The district has a hired a company to monitor those social media sites for evidence of cyber-bullying, vandalism, and even drug-use by students attending Glendale schools.

"All this useless cyber bullying is going on on social media, and unfortunately, it's caused a lot of suicides and stuff," said Glendale High School sophomore Jared Singzon.

Last year, sophomore Drew Ferraro jumped to his death in front of other students at Crescenta Valley High School. His parents maintained that his death was caused in part by bullying.

Superintendent Richard Sheehan says that incident, along with school shootings and threats in other parts of the country all motivated the district to hire an outside company to monitor students' social media activity.

"Last year, we ran a trial at three of the schools and found it to be very useful, and we were able to intervene," said Sheehan.

The district hired the company Geo Listening to identify students' online postings of bullying, despair, hate, crime and substance abuse. The company says it's not invading anyone's privacy.

"All of the individual posts we monitor on social media networks are already made public by the students themselves. Therefore, no privacy is violated," the company said.

Some students disagree.

"I don't really think it's necessary for schools to monitor it," said sophomore Sausha Perry.

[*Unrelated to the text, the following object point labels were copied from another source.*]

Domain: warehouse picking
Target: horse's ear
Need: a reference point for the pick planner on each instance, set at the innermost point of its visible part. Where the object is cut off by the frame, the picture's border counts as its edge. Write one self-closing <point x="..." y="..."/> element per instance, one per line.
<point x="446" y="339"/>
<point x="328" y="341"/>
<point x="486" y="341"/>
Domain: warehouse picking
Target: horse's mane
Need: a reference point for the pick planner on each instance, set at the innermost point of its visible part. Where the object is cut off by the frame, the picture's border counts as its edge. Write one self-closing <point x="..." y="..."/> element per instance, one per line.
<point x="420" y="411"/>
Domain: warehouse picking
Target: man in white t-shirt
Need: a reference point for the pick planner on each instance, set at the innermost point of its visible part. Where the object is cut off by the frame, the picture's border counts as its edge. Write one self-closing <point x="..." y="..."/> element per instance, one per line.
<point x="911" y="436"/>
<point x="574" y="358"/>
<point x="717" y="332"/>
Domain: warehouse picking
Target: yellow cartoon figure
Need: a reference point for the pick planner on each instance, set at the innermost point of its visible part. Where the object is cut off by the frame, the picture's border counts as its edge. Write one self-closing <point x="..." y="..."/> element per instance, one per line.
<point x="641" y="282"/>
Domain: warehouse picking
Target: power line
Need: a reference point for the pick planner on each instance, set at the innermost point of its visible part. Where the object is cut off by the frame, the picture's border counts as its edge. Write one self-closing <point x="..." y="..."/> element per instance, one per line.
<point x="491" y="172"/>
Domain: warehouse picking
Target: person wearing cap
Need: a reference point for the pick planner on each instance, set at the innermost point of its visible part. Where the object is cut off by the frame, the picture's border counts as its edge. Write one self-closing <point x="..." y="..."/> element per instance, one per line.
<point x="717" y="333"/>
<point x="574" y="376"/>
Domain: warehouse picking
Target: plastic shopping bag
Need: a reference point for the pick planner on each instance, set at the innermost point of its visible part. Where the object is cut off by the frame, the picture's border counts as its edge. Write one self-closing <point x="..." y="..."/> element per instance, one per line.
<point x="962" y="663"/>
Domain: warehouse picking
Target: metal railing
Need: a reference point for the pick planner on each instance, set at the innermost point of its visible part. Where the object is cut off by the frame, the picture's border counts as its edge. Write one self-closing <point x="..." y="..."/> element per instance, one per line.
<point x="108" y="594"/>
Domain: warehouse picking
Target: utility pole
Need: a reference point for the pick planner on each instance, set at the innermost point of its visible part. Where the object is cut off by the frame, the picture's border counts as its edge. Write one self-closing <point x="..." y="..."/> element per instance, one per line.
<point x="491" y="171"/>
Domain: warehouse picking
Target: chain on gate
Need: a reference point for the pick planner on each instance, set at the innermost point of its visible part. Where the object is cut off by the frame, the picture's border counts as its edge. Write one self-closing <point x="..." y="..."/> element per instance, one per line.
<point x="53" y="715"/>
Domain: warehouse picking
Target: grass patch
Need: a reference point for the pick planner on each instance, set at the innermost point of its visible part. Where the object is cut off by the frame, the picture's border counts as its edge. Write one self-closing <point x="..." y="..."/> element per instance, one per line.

But other teens think the service, which provides daily reports to the district, is a good idea.

"If a student is having a problem and they have no other outlet other than to go to social media, then if the school is monitoring, they can pick it up and they can do something about it," said Glendale High School senior Eden Marzucco.

Geo Listening said it has intervened on numerous occasions. The company said it is bridging the technology gap between teens and adults.